In support of a significant water-quality initiative, the state of Massachusetts recently awarded a $950,000 grant to Barnstable County to provide assistance to Cape Cod communities as they develop plans to restore local waters to levels that meet state water-quality standards.

Last June, Gov. Charlie Baker certified the Water Quality Management Plan for Cape Cod — also known as the “208 Plan” named for a section of the federal Clean Water Act — that was developed by the Cape Cod Commission.

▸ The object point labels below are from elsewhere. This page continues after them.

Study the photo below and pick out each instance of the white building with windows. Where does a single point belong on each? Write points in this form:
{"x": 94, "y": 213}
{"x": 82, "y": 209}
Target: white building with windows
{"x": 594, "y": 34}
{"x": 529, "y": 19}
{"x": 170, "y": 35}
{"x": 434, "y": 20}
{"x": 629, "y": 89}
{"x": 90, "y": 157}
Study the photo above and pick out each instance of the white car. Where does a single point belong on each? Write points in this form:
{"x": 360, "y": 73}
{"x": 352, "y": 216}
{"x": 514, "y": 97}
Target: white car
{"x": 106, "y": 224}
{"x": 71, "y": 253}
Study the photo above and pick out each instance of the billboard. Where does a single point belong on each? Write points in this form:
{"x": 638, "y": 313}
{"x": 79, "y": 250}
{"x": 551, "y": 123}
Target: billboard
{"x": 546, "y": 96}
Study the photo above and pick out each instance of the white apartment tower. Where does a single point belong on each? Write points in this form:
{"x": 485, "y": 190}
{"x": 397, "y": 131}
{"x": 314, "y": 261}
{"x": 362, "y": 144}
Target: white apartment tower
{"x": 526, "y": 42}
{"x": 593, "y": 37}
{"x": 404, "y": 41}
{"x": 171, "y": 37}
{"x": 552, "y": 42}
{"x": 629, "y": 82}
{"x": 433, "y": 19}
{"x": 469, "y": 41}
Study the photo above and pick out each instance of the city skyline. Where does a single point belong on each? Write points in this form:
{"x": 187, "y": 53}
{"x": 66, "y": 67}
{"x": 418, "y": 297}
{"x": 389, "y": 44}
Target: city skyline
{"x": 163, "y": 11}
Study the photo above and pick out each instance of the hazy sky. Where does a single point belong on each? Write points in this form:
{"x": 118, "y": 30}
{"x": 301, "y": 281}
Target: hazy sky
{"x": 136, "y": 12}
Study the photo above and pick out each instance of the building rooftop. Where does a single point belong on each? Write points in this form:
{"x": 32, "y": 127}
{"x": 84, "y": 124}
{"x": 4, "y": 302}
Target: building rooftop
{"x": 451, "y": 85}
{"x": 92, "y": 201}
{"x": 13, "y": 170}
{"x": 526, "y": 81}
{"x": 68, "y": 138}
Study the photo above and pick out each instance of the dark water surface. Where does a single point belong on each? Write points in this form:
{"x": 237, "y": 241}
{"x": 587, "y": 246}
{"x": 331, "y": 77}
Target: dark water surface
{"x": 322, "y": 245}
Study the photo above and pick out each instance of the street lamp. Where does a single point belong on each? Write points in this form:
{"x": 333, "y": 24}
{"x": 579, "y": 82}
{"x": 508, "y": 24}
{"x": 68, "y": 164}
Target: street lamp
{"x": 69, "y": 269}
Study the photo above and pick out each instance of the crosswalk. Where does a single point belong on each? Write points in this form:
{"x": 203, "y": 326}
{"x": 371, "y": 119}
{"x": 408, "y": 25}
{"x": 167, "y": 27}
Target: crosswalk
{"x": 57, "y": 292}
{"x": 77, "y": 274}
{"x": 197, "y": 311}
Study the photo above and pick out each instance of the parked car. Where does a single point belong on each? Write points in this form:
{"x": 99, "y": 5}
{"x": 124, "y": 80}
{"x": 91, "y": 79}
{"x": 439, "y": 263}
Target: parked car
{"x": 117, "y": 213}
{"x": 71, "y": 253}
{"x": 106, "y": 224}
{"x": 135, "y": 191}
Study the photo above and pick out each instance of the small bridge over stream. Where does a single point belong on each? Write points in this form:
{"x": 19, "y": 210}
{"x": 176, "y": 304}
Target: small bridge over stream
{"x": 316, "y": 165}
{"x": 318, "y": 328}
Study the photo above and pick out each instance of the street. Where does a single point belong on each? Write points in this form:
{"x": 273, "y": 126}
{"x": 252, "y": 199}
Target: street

The plan examines the causes of water-quality issues on Cape Cod and provides options for communities to consider and new planning tools to use in making decisions about potential solutions.

“Nitrogen pollution is one of the most significant challenges facing Cape Cod waters, affecting not only the Cape’s natural resources, but the economy and water quality,” Gov. Charlie Baker said. “Through this grant to help communities implement the 208 Plan, we are pleased to empower Cape Cod towns with resources to develop local solutions.”

The 208 Plan calls for communities to develop watershed reports by July 1. This recent funding will support the county and commission’s efforts to provide planning tools, technical assistance and monitoring needed to create effective plans, according to state officials.

The grant is being provided to Barnstable County to support the following efforts:

Cape Cod Water Quality Monitoring program ($250,000). Barnstable County, through its Water Protection Collaborative, will use a combination of state and county funds to conduct a comprehensive monitoring program to provide valuable baseline data on Nantucket Sound, the east side of Buzzards Bay and Cape Cod Bay water quality. The data will enable scientists to track changes, analyze trends and evaluate the overall condition of those waters.

Watershed Team Technical Assistance ($700,000). The program will support the Cape Cod Commission’s efforts to assist communities in meeting a June 30 deadline for developing watershed reports consistent with the 208 Plan.

“Cape Cod's future, and everything we cherish about it, depends on protecting and improving our water quality,” Sen. Dan Wolf, D-Harwich, said. “This is an important next step in accomplishing that crucial goal.”

Section 208 of the Clean Water Act requires the state to designate “waste management agencies” to develop and implement wastewater plans to meet water-quality standards. Recognizing local communities’ central role in developing the most cost-effective, locally based solutions, the state reaffirmed the designation of Cape Cod’s 15 municipalities as the waste management agencies responsible for implementing the 208 Plan.